In der historischen Perspektive scheint ein Grundproblem in der Einordnung des Begriffes Ethik und damit sein konkreter Wert für eine Gesellschaft in dem etwas angestrengten Anspruch der philosophischen Abgrenzung zu liegen. 

Lag der Ursprung der Definition schon bei den Sophisten, die den Ansatz verfolgten, es sei für ein Vernunftwesen wie den Menschen unangemessen, wenn dessen Handeln ausschliesslich von Konventionen und Traditionen geleitet wird, so war es auf der Basis grundlegender Gedanken dazu von Sokrates, schliesslich Aristoteles, der die Ethik zu einer philosophischen Disziplin erhob und damit die Vernunft, das reflektierenden Denken über die eigene Existenz, über tradiertes bzw. rituelles Handeln stellte. 

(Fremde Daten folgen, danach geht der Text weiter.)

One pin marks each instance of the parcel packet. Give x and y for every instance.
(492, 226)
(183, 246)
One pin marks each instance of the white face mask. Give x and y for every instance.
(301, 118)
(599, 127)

Gleichzeitig waren und sind die Fliehkräfte hin zu einer irrationalen Position, wie sie jeder Religion und damit jedem auf Konventionen beruhenden, also überlieferten Ritus innewohnt, nie aus einer menschlichen Perspektive dividierbar.

Auch wenn die theologische Ethik erst sehr viel später unter diesem Begriff innerhalb der Philosophie auftrat, so war sie in frühesten jüdischen und christlichen Schriften und damit Überlieferungen mit der Frage nach dem Guten bzw. dem moralischen Impetus des Menschen beschäftigt, also der Frage nach seinem Antrieb, sich so oder anders zu verhalten. 

Nun ist die Frage nach dem Guten, wie die Frage nach der unumstösslichen, einer Maxime folgenden Regel, ebenso den sittlichen und machtstrukturellen Schwankungen der Zeit unterworfen.
Wer will das Gute final definieren? 

Letztlich sind Menschen immer ein Opfer, neutraler ausgedrückt, sind Menschen immer im Spannungsfeld zwischen dem was sie wissen und dem, was sie glauben. 

Marvin Minsky unterscheidet hier die Kategorien der Tatsache, der Meinung und des Glaubens. Diese Unterscheidung ist Teil jeder Differenzierung in unserer alltäglichen Sprachordnung:

Der rote Ball liegt im Garten im Gebüsch. [Tatsache]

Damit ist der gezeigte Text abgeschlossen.